Maybe a little worried that others notice her appearance, particularly what she’s wearing, or carrying and the style of her hair.
She painted her fingernails yellow, then wasn’t sure if she liked the color.
She tried on school clothes multiple times Wednesday afternoon. Trying to decide what she would wear to school on the first day of classes today.
That’s just part of becoming a teenager.
The anticipation of returning to school this year seemed too much to wait. We, along with 8,000 other folks, on Friday attended Noblesville Schools’ Back to School Bash, where students got to say “Hello” to our Noblesville East Middle School principal Ryan Rich, and meet new dean of students, Gwen Gaw.
During the 2018-19 school year, my daughter’s NEMS seventh grade was the school’s largest class, with 430 students. I only know that her eighth grade class isn’t the school’s largest this school year, but rather Grades 6 and 7 are the largest grades throughout the district.
There will be seven new teachers at NEMS, including a speech language pathologist and a social worker.
There are also renovated restrooms and performing arts classrooms (choir room isn’t quite finished yet, so students will meet in the large group instruction room until completed) and repaved parking lots -- no more potholes -- at NEMS.
Classes will start and dismiss about an hour later, from 8:40 a.m. to 3:40 p.m. for middle and high school.
The new roundabout at Field Drive and Cumberland Road, according to the school district, will be open for traffic during school arrivals and dismissals on Thursday and Friday. Repaving will take place Saturday, and there may be closures during the school day until the work is finalized.
We will learn more about middle school during a special parents night on Aug. 12.
Each of the grades are divided by teams who are led by teachers who coordinate tests and homework. During our first year at NEMS, sixth-graders were divided up on four teams, West Point, Stanford, DePauw and Wisconsin. Seventh-graders were divided up on Butler, Franklin, Hanover, and Marian teams. And this year, eight-graders will be divided up on Ball State, Northwestern and Wake Forest teams.
A new student-advisory program that began last school year will also be part of this year’s schedule. Time is set aside for students to meet each week, this year, during student learning time, at the end of the school day, with an adult advocate. “They get to know each other, and they feel like they have somebody that they can go to and talk to,” Rich has said. “There’s a lot of research, especially in middle school, to support having an advisory time.”
When school starts today, counselors will be available as students need to talk with them. The district also has three new safety dogs that will serve all schools and be available during the school year.
Other news within the district?
-An adjusted school day will see elementary schools in session about an hour earlier, from 7:50 a.m. to 2:35 p.m.
-Tripled police presence will have dedicated school resource officers in every school and a school resource officer supervisor.
-New full-time safety director and mental health coordinator.
-New social workers at every school and additional school counseling staff.

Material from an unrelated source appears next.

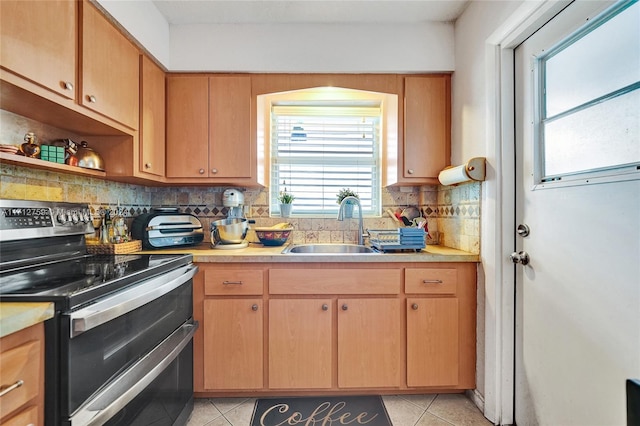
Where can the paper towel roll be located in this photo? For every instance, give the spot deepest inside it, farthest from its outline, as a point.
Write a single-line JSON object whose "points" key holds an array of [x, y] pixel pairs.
{"points": [[454, 175]]}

-Full-time English language learner teachers added at all elementary schools.
-Racial equity and implicit bias training for staff.

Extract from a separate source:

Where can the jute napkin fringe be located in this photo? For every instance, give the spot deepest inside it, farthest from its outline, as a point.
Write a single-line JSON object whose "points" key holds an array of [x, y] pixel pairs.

-MillerCare+ iPad protection plan for all students.
-Yearlong, community-wide 150th anniversary, activities and celebrations honoring Noblesville Schools.

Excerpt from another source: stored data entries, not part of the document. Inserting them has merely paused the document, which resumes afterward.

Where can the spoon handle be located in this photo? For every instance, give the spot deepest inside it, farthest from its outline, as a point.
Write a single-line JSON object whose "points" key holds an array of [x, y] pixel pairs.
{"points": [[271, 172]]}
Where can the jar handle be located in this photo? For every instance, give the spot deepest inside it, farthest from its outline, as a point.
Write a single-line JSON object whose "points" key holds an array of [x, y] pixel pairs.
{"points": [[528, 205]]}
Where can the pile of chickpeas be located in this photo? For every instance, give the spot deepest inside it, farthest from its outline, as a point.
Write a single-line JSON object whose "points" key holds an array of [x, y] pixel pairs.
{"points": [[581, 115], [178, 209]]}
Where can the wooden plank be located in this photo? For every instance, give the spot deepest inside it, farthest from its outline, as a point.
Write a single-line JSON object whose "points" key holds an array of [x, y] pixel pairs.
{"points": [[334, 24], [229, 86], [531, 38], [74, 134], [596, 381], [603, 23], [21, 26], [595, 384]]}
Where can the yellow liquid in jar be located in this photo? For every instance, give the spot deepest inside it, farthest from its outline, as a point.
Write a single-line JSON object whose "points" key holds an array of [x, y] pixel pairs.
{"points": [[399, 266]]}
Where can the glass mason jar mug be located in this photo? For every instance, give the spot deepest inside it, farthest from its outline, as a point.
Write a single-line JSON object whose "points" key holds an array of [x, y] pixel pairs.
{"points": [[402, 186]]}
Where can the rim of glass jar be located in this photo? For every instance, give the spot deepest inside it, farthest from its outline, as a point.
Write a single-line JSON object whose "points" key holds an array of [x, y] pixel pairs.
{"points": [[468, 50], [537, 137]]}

-New school board member Lisa Sobek.
-New partnership with Community Health to provide service with mental health and counseling, as well as school nursing and employee health clinic.
-There are 24 school buses equipped with storm-arm cameras for highest violation areas of drivers running past bus-stop arms, 12 new buses equipped with 360-degree view backup cameras for added external visibility and updated heating systems, and upgraded camera systems for safety on all buses, plus all buses are now equipped with air conditioning.